The battle fought at Kinsale in the December of 1601 is unquestionably one of the most significant events in Irish history. Whether the general public is aware of this or not is another matter entirely, as both the primary school and junior certificate courses more or less gloss over the nine years war. In fact, the primary course goes into it in as much if not more detail as the junior certificate course. In many schools the nine years war will not be mentioned in the leaving certificate cycle as the c.1870 to 1970 course is by far the most popular for those studying history. As the public broadcaster then, RTE has a certain duty to educate the people about the importance of this battle. It also has, to my mind, a greater duty to make the battle and the events surrounding it entertaining so as to interest the average person watching.
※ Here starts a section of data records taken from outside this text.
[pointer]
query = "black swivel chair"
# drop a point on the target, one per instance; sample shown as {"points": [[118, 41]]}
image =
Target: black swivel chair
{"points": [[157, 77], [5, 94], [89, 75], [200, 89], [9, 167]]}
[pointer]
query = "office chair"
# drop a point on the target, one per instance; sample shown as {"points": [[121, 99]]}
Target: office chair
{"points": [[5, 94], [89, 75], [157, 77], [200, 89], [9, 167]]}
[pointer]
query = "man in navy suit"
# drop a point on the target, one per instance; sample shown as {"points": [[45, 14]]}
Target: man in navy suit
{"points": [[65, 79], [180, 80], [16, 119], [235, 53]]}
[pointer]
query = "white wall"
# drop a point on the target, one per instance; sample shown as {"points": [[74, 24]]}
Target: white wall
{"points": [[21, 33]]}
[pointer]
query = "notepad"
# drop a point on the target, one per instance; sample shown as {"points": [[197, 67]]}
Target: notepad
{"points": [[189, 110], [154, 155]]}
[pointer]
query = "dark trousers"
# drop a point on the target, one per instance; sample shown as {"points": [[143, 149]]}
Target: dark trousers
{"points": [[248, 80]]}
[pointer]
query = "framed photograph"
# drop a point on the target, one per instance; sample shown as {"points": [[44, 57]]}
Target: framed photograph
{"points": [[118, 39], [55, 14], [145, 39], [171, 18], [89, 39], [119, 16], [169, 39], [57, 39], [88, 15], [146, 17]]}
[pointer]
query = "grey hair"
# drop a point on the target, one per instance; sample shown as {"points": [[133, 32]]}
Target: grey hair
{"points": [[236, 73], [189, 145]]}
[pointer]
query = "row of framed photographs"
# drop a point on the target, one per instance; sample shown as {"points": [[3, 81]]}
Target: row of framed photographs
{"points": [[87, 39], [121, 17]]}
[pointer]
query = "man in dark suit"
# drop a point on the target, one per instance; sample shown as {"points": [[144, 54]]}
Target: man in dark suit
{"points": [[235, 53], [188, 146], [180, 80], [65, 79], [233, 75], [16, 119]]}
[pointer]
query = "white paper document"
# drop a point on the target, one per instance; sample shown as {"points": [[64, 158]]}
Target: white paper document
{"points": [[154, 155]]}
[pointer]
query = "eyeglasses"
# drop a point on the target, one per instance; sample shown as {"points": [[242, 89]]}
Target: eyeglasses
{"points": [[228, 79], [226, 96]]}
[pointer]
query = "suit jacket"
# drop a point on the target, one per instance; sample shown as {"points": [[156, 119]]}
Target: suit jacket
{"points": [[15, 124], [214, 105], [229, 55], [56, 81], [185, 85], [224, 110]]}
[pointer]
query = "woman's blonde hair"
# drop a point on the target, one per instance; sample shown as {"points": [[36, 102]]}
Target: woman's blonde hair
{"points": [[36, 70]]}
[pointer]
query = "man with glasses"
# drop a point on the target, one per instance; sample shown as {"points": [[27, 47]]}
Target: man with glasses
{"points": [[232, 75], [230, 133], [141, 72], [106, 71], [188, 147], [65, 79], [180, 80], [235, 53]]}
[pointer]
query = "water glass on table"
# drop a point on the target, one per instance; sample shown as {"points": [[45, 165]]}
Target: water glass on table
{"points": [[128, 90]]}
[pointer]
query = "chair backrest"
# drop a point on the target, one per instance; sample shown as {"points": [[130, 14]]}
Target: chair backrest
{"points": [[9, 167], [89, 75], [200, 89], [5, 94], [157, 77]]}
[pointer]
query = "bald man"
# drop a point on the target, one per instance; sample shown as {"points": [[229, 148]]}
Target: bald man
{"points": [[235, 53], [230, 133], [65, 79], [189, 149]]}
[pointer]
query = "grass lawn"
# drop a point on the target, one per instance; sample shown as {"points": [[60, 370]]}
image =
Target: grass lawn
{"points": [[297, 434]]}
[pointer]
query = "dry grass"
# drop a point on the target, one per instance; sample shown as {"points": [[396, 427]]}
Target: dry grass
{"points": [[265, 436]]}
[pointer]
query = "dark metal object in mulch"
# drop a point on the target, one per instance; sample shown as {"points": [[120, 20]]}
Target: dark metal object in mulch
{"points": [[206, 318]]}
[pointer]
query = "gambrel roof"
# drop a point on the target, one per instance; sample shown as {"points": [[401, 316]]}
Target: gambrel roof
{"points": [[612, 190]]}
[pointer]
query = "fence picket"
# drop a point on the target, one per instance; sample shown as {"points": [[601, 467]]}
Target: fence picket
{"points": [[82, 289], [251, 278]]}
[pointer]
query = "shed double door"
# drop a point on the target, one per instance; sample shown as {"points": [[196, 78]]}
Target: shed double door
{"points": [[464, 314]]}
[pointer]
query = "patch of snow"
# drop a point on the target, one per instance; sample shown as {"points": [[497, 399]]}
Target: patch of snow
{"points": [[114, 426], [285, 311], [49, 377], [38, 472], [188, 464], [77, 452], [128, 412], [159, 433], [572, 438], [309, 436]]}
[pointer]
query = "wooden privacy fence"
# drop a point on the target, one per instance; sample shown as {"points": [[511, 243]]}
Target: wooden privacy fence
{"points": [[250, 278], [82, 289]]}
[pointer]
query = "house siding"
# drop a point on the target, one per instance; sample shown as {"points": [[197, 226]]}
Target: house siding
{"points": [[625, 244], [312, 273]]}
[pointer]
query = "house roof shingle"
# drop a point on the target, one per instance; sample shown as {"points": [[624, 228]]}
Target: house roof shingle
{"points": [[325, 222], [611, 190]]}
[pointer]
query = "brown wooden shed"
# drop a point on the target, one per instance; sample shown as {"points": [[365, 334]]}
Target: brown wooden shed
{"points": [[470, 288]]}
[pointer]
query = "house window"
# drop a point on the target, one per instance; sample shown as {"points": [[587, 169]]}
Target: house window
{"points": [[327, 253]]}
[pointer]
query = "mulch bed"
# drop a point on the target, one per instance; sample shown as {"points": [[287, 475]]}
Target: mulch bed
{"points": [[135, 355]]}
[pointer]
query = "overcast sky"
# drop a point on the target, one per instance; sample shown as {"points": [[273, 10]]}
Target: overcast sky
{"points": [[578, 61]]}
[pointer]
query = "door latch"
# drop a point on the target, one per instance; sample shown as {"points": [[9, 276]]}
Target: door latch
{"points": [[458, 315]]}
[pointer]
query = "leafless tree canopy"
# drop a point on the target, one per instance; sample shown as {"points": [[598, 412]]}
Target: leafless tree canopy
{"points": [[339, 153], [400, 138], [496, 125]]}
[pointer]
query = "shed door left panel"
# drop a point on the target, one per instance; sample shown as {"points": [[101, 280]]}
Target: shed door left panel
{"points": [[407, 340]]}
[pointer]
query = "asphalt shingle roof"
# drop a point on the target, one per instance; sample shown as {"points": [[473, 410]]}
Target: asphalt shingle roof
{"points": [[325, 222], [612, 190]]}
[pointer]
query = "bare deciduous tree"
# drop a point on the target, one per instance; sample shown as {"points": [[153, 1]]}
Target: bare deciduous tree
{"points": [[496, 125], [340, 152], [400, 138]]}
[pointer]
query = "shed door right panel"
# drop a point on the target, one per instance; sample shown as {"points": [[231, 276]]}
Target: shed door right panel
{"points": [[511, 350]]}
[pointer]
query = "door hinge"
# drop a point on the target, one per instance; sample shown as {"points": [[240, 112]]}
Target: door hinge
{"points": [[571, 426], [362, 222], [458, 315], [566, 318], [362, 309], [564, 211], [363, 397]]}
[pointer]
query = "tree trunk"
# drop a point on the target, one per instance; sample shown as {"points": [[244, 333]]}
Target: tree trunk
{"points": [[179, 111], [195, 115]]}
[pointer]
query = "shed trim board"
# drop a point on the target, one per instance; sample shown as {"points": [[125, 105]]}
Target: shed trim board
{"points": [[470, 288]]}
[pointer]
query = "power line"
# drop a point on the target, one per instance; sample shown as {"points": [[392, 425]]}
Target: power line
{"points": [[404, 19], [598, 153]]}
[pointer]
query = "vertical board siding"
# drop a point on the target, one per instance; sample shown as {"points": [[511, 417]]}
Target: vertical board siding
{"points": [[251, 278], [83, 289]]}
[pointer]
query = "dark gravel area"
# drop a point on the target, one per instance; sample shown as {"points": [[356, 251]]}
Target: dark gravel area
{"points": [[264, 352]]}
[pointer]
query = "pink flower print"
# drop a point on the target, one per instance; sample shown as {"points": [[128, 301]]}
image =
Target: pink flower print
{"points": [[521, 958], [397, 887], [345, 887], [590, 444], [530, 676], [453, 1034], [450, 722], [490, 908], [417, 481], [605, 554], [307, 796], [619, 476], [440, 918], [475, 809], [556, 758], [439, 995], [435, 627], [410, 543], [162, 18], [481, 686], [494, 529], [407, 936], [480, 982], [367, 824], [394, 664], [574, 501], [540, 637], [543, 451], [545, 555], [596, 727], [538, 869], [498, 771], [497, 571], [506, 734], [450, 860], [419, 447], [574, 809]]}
The historian, however, must be aware that not everyone wants to listen to the labyrinthine moves and manoeuvres made by the war’s protagonists. The programme makers, for their part, must realise that one is rarely blessed with such potential for drama as Kinsale, when O’Neill and O’Donnell attempted to link up with 4,000 Spanish troops commanded by an aristocrat disdainful of the enterprise, and destroy a force under the command of a somewhat foppish but decidedly competent English lord.
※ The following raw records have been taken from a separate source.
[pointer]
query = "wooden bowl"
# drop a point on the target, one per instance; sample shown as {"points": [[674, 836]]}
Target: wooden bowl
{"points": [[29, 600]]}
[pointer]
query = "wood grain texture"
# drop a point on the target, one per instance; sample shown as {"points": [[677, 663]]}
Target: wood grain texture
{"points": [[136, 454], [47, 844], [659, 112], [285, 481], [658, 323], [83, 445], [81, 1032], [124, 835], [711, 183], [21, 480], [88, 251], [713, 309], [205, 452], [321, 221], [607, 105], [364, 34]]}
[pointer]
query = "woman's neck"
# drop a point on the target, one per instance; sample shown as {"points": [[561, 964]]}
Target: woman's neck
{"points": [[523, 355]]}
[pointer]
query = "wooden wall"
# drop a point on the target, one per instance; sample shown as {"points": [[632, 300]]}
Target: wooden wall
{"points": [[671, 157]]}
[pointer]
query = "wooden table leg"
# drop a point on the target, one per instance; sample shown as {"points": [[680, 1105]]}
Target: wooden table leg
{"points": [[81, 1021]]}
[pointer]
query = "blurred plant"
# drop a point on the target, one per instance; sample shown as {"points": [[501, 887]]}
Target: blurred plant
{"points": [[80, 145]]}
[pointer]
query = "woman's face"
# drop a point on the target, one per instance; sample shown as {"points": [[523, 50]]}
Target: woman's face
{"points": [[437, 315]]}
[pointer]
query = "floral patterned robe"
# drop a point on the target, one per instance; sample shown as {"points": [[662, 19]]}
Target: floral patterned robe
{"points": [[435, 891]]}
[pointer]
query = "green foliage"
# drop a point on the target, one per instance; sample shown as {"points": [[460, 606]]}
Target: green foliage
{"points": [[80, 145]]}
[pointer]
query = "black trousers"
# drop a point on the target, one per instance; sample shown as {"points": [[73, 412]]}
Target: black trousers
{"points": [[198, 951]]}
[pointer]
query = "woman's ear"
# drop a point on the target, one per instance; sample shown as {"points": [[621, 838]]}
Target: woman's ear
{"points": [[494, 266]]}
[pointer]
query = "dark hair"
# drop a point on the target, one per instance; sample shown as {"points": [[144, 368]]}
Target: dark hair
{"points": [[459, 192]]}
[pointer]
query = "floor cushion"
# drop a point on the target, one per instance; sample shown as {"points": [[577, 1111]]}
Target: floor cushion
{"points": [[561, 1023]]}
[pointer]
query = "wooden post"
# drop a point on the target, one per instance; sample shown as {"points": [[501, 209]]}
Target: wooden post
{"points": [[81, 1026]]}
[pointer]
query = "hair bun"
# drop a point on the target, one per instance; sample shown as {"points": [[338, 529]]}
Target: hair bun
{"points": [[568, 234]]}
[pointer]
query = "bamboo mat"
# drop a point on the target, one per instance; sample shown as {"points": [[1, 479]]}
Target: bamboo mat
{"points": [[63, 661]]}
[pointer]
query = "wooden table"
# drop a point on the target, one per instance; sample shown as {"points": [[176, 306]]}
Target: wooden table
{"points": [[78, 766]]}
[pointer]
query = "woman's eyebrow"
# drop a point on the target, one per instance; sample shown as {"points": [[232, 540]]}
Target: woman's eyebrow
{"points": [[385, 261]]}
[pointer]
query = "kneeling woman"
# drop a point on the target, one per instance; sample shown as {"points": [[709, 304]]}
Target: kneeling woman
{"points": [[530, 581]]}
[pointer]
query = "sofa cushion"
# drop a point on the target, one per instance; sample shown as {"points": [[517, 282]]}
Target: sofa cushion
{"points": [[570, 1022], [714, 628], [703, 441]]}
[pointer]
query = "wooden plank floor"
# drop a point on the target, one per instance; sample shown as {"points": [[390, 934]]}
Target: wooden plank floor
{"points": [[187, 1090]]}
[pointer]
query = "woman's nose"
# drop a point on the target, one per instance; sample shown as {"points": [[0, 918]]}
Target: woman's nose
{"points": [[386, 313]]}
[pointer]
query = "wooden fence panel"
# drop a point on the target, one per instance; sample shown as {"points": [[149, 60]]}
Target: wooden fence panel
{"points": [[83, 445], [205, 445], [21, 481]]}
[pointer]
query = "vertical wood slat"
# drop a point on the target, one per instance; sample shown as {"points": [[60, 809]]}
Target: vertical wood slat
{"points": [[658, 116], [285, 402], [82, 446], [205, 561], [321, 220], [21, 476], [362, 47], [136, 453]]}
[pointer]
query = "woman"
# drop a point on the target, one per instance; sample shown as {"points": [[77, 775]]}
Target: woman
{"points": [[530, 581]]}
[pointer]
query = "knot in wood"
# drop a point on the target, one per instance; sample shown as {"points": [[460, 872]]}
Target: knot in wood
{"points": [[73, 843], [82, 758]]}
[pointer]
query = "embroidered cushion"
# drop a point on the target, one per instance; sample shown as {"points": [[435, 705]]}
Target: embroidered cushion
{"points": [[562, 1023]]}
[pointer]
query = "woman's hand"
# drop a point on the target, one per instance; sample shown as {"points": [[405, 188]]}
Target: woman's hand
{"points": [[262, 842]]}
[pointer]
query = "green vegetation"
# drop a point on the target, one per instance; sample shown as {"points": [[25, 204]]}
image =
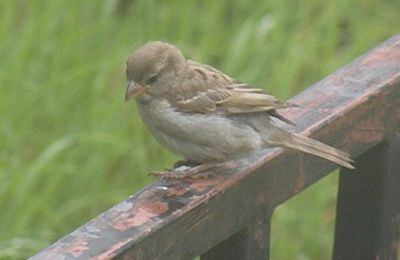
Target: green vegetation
{"points": [[70, 147]]}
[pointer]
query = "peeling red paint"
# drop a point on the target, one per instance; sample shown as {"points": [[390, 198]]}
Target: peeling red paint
{"points": [[139, 215], [76, 248]]}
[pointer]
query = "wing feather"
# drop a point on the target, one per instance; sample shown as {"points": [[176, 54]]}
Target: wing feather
{"points": [[207, 89]]}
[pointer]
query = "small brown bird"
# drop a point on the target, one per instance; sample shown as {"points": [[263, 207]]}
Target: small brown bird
{"points": [[205, 116]]}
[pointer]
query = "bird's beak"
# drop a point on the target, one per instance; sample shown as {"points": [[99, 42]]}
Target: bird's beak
{"points": [[134, 89]]}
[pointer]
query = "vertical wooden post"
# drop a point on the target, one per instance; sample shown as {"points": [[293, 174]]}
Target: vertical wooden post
{"points": [[368, 206], [249, 243]]}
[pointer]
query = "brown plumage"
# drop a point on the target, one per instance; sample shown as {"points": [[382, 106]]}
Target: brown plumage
{"points": [[200, 113]]}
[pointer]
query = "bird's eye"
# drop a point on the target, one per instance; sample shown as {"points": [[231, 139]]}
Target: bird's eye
{"points": [[152, 79]]}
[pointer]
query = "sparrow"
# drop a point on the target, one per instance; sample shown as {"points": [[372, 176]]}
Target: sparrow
{"points": [[205, 116]]}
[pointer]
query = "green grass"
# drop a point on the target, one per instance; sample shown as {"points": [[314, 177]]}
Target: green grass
{"points": [[71, 148]]}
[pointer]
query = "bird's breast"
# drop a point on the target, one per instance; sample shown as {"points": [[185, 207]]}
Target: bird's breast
{"points": [[197, 136]]}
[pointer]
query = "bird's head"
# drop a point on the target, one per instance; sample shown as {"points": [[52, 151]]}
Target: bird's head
{"points": [[153, 70]]}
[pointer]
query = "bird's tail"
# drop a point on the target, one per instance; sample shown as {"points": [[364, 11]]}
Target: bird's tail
{"points": [[311, 146]]}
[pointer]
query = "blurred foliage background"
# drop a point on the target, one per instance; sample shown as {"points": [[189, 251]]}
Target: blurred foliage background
{"points": [[70, 147]]}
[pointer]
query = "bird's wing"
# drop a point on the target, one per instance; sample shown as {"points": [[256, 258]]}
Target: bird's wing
{"points": [[208, 90]]}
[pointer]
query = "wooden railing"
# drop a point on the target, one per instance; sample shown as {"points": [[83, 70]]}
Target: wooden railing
{"points": [[356, 108]]}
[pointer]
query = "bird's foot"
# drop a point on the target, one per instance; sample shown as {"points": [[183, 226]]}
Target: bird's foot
{"points": [[186, 172]]}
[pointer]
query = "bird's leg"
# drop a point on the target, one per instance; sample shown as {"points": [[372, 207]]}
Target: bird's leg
{"points": [[195, 172], [189, 163]]}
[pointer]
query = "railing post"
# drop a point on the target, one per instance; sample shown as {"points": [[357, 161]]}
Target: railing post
{"points": [[250, 243], [368, 206]]}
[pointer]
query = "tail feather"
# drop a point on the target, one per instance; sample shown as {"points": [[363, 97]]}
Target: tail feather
{"points": [[311, 146]]}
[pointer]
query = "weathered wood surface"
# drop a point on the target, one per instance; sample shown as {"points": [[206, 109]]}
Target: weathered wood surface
{"points": [[352, 109]]}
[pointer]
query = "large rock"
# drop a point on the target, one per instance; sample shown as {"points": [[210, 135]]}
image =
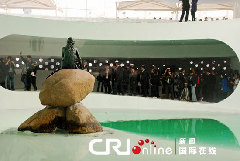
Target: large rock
{"points": [[45, 120], [66, 87], [80, 120]]}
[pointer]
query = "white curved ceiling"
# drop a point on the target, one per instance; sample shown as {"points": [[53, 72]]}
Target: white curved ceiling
{"points": [[31, 4]]}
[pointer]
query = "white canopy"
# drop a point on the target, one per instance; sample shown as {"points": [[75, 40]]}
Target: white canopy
{"points": [[28, 4], [172, 5]]}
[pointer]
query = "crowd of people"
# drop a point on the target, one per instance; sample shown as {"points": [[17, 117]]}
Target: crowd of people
{"points": [[28, 74], [209, 86], [193, 85]]}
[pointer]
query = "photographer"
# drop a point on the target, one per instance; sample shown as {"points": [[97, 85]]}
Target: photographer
{"points": [[3, 72], [10, 65]]}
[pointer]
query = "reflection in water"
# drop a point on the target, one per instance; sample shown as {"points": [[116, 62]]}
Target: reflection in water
{"points": [[206, 131]]}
RTE did, indeed, rise to the occasion and produced a documentary to mark the 400th anniversary of Kinsale. The questions for me are: Did it entertain? Did it educate? And was it accurate? Unfortunately, of the three questions I could only answer yes to one, and that yes would be a qualified yes.

The documentary itself runs approximately 50 minutes. It is interesting to note that the Spanish do not even “arrive” at Kinsale until about the 30th minute and that the battle does not begin until the 39th. It is slightly misleading, then, to say that this documentary is one about the battle of Kinsale, though it is supposed to be.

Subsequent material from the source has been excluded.